Jetzt fühlte sich etwas in ihr kalt und leer an. Kurze, flüchtige Erinnerungsbilder vermischten sich mit den Träumen der Nacht zu einem nicht deutbaren Nebel. Sie versuchte, dieses unangenehme Gefühl zu vertreiben, indem sie an praktische Sachen dachte. Heute würde sie die Betten frisch beziehen und die Daunendecken für den Sommer wegräumen. Ihr Mann hatte sich schon mehrere Nächte hintereinander beschwert, dass er schwitze. Außerdem weigerte er sich, ohne Schlafanzug zu schlafen. Also würde sie dem Bett nun ein Sommerkleid anziehen. Weiter kam sie in ihren Gedanken nicht, weil die Unruhe sie wieder überfiel, und zwar stärker und intensiver als vorher. Ihr Herz pochte laut in ihrer Brust. Irgendetwas an der Stille des Zimmers beanspruchte ihre Aufmerksamkeit. Etwas fehlte.

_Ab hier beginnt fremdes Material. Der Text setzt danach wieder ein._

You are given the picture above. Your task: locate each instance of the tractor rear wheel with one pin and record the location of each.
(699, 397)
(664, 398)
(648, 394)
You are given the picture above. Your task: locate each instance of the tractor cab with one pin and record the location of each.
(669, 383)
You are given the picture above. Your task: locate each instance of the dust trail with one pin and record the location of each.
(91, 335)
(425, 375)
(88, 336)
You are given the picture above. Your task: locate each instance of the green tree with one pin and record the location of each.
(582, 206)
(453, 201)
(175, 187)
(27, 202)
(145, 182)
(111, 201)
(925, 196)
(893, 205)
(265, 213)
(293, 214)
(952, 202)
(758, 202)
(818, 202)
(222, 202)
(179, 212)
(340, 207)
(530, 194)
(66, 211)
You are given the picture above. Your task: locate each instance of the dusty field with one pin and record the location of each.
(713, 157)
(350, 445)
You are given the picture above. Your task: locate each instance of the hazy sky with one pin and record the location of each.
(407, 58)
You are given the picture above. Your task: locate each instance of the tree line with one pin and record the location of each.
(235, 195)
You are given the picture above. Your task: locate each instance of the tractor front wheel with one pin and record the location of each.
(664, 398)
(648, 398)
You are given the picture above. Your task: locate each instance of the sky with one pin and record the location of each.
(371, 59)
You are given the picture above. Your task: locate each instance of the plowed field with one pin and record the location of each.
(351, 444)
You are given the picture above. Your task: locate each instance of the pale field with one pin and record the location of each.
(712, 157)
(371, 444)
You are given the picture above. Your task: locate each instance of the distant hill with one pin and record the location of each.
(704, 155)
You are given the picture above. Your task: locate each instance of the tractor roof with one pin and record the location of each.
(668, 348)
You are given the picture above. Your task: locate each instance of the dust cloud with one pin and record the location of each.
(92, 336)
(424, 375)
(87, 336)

Sie schlug die Augen auf. Alles sah so aus wie immer.
Kent lag wie üblich da und schlief, mit dem Rücken zu ihr gewandt. Die Zudecke hatte er zu einem Hügel an seinen Füßen zusammengeschoben. Sie starrte ein paar Sekunden lang auf seinen Rücken. Und da wurde ihr klar, was nicht in Ordnung war. Der Brustkorb bewegte sich nicht. Kents normalerweise seufzende Atemzüge waren verstummt. Das Einzige, was man im Zimmer hörte, waren ihr eigenes Atmen und ihr pochendes Herz. Sie legte ihre Hand auf Kents Schulter und rüttelte. Keine Reaktion. Die Schulter fühlte sich kalt an, und als sie stärker schüttelte, kippte der Kopf steif vor und zurück. Sie rief seinen Namen. Er antwortete nicht. Ihr wurde schwindelig, eine leichte Übelkeit setzte sich im Magen fest. Mit einem Mal war sie hellwach. Mit einer ziemlichen Kraftanstrengung drehte sie ihn auf den Rücken. Das Gesicht war bleich und leblos. Die Augen offen, große Pupillen starrten mit leerem Blick an ihr vorbei. Da begriff sie für einen Augenblick das Unfassbare. Kent war tot.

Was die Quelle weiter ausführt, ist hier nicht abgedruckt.